Some studies have found that donor–recipient gender mismatch predicts posttransplant outcomes but whether this is independent of donor quality is unknown. To evaluate the association between gender mismatch and graft loss, 11 508 females (F) and 16 714 males (M) who underwent liver transplant from March 1, 2002 to December 31, 2007 were studied. Of 11 donor characteristics, clinically relevant differences between F and M donors were median age (47 vs. 39 years), height (165 vs. 178 cm) and proportion dying of stroke (59 vs. 35%) (p < 0.001 for all). The donor risk index was significantly lower for F than M donors (1.3 vs. 1.6, p < 0.001). Recipients of gender‐mismatched grafts had an 11% higher risk of graft loss (p < 0.001). Compared to M→M donor–recipient‐matched transplants in univariable analysis, F→M mismatch was associated with a 17% increased risk of graft loss (95% CI = 1.11–1.24, p < 0.001), whereas M→F mismatch was not (HR = 1.02; 95% CI = 0.96–1.09; p = 0.46). However, adjustment for significant recipient and donor factors eliminated the association between F→M mismatch and graft loss (HR = 0.95; 95% CI = 0.89–1.02; p = 0.18). In conclusion, donor quality differs significantly between female and male donors—female donors are older, shorter and die more frequently of stroke—and gender differences in donor quality, rather than gender mismatch are predictive of graft loss.

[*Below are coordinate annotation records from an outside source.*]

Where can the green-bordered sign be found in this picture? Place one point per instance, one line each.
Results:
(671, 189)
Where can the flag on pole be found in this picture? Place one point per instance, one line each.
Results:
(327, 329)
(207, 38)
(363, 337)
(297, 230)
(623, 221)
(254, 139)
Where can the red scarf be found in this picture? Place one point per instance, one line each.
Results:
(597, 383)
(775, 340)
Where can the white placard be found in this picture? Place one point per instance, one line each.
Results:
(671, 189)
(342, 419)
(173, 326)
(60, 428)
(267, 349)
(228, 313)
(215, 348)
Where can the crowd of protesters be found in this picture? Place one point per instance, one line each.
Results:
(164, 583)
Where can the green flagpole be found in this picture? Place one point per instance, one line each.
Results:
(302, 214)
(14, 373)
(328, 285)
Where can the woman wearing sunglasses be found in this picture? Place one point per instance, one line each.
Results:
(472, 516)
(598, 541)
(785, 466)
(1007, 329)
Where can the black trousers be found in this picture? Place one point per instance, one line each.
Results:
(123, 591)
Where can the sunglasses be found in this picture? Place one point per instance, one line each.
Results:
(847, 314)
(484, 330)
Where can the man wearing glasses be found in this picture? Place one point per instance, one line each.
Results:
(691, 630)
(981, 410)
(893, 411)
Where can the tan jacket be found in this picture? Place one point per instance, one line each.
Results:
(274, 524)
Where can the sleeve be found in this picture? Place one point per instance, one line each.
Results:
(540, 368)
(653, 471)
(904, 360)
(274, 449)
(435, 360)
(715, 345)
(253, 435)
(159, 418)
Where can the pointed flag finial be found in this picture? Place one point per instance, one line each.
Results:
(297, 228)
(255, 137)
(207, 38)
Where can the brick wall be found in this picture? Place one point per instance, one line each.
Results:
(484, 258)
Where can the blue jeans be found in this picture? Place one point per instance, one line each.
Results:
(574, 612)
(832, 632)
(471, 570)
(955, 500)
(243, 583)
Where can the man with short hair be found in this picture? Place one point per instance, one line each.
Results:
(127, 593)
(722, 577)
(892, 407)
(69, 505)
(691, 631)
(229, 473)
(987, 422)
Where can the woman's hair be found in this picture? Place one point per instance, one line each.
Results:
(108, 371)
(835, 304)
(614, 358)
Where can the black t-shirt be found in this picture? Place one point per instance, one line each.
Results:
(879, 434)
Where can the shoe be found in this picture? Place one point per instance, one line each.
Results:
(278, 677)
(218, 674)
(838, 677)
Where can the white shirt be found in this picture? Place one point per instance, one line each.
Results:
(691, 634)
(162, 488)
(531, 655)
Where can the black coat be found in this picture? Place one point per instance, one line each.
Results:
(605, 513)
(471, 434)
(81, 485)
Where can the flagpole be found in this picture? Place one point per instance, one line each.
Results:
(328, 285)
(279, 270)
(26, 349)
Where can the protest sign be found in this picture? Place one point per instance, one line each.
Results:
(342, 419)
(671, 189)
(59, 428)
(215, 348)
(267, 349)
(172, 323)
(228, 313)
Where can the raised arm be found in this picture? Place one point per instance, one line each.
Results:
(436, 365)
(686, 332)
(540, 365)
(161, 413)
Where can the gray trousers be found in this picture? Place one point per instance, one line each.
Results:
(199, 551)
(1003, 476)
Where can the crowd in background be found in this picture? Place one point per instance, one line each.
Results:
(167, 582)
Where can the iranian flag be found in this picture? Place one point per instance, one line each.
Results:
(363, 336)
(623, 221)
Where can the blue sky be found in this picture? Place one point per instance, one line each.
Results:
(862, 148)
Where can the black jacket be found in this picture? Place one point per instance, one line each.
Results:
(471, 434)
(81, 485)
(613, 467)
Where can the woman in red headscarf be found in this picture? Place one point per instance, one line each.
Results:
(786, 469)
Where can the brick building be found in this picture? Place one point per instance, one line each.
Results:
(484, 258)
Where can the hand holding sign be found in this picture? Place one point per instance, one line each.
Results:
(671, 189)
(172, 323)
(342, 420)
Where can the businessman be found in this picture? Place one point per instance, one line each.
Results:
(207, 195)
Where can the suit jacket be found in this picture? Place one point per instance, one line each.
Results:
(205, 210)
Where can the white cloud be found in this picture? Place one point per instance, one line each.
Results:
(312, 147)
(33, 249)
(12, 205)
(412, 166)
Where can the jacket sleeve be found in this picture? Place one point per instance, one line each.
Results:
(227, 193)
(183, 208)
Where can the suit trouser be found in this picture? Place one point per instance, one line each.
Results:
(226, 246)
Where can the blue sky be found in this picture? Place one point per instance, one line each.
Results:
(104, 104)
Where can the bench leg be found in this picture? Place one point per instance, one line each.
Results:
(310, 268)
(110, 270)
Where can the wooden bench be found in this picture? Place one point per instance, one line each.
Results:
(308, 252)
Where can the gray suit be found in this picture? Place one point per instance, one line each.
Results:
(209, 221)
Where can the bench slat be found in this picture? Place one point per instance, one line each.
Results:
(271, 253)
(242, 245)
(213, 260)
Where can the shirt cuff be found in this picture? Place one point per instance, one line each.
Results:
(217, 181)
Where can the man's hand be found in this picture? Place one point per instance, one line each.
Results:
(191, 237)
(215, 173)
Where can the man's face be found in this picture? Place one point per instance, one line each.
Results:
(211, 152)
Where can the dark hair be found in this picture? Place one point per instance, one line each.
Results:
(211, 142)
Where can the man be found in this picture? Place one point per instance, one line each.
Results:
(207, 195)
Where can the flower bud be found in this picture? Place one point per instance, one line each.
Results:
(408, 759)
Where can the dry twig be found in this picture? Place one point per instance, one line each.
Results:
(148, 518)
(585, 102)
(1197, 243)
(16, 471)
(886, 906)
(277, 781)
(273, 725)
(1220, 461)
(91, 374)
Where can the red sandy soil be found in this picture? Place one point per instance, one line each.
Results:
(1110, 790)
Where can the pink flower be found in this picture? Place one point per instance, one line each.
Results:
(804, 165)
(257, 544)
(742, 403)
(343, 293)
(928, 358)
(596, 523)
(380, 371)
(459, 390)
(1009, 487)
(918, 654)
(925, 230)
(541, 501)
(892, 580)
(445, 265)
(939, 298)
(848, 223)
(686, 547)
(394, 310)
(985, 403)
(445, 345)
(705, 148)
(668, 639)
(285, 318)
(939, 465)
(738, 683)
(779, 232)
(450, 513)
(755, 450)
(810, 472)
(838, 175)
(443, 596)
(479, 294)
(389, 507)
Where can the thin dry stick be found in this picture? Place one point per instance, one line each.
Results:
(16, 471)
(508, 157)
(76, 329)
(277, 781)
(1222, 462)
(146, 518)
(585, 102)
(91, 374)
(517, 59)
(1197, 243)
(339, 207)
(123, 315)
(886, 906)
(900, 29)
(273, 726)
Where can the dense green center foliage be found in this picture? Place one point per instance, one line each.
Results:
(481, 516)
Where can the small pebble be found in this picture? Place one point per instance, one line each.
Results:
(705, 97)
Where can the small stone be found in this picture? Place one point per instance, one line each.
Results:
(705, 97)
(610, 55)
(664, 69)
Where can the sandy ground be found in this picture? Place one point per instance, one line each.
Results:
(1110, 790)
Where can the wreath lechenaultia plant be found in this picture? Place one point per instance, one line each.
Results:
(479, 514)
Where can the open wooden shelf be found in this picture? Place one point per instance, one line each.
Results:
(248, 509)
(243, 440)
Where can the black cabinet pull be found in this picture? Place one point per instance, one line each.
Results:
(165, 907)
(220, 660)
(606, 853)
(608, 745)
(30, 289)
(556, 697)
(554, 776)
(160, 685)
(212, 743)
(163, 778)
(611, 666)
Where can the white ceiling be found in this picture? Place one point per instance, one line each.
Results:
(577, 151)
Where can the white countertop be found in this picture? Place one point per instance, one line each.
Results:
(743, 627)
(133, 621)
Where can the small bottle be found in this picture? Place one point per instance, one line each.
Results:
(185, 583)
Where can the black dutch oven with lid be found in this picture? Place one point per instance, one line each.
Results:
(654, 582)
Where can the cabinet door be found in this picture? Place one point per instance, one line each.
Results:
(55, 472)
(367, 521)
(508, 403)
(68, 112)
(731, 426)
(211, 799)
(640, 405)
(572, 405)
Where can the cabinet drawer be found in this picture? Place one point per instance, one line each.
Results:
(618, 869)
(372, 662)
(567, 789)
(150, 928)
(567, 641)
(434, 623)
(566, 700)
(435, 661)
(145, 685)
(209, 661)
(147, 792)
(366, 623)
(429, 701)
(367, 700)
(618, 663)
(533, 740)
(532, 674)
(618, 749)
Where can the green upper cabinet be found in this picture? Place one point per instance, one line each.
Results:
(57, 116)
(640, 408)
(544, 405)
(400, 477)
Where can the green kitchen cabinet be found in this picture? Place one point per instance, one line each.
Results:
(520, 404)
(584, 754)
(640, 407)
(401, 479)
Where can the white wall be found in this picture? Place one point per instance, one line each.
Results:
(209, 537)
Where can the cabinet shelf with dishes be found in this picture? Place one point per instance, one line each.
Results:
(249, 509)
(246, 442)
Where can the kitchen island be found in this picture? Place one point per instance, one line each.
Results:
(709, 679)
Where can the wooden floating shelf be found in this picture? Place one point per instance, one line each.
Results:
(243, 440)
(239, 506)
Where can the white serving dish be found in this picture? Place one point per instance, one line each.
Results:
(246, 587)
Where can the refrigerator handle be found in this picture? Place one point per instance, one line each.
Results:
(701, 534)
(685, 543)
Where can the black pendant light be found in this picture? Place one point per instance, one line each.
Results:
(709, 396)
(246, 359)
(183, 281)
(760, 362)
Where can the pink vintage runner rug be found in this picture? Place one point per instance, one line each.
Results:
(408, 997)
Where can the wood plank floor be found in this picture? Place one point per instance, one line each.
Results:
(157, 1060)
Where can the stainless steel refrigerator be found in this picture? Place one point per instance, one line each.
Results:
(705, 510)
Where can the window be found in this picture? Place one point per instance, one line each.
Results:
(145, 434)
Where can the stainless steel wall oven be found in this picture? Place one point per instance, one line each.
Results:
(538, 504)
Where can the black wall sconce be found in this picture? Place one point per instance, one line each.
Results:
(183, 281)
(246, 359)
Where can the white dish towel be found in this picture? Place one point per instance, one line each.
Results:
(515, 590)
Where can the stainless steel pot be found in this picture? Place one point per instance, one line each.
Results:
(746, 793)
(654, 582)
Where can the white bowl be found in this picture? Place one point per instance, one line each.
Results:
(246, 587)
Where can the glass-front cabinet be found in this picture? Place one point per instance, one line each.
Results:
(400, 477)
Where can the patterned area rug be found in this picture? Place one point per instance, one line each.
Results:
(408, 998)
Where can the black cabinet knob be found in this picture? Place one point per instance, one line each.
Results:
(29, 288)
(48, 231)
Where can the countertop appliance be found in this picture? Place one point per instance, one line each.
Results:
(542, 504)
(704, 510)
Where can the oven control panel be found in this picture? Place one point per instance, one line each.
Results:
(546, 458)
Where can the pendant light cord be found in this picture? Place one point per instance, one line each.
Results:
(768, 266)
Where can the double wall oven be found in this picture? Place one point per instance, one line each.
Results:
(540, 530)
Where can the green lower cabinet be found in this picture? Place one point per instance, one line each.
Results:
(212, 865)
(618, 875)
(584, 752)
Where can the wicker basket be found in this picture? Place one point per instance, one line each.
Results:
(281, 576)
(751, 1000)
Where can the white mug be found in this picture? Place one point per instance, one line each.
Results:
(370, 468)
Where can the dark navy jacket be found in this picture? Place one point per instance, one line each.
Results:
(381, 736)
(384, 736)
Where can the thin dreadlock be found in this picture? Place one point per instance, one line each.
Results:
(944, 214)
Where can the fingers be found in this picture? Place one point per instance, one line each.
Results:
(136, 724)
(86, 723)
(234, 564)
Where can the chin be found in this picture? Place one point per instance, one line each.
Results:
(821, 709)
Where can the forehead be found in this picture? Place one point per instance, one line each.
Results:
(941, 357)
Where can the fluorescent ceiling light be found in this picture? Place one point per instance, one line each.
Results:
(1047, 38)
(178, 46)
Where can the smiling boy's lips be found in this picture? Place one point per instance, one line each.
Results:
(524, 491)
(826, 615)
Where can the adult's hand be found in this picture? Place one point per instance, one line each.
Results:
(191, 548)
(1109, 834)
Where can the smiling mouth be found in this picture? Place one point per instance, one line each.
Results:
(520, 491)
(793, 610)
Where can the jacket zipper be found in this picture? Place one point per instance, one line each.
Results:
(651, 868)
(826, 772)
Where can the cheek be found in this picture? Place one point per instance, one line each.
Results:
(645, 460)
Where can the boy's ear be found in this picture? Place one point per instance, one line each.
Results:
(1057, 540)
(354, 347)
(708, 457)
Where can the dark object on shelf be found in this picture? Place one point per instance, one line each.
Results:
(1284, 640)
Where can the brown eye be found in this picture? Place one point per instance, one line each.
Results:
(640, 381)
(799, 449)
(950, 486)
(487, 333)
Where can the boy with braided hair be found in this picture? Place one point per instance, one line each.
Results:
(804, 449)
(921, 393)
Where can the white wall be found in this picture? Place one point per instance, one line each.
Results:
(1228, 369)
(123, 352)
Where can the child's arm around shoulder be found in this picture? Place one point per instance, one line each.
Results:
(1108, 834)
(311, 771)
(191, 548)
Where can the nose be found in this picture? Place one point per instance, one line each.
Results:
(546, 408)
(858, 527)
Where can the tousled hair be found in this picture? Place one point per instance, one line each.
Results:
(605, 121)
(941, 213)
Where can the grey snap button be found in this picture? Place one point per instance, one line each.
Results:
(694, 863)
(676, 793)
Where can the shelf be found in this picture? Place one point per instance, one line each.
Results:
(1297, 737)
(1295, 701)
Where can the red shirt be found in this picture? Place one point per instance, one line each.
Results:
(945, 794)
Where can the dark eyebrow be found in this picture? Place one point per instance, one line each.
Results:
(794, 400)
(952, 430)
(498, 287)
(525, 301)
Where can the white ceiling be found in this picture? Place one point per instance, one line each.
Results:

Height contributes to the gender difference in wait-list mortality under the MELD-based liver allocation system.

This study examined factors associated with the gender disparity in wait‐list mortality in the MELD era. Adult patients listed for liver transplantation from 2002 to 2008 were included. Females [12 585(36%)] and males [22 126(64%)] differed clinically by age (54 vs. 52 years), height (1.6 vs. 1.8 m), listing estimated glomerular filtration rate [(eGFR); 70 vs. 83 mL/min] and cirrhosis etiology. Holding MELD constant, females were at 19% (95% CI, 1.13–1.25, p < 0.001) higher risk of wait‐list mortality than males under the current allocation system. The relative hazard increased with worsening renal function, whether measured by serum creatinine or eGFR. Adjustment for MELD, age, African‐American race, cirrhosis etiology, region and ABO group attenuated this relative hazard (HR 1.16; 95% CI, 1.10–1.22; p < 0.001) but additional adjustment for height completely explained this gender disparity in wait‐list mortality (HR 1.05; 95% CI, 0.98–1.12; p = 0.2). Transplantation rates, however, remained lower among females, even after adjustment for height (HR 0.88; 95% CI, 0.82–0.92; p < 0.001). In conclusion, under the current liver allocation system, women have a 19% increased risk of wait‐list mortality compared to men with the same MELD scores. Height contributes to this gender disparity, possibly reflecting differences in transplantation rates for shorter individuals.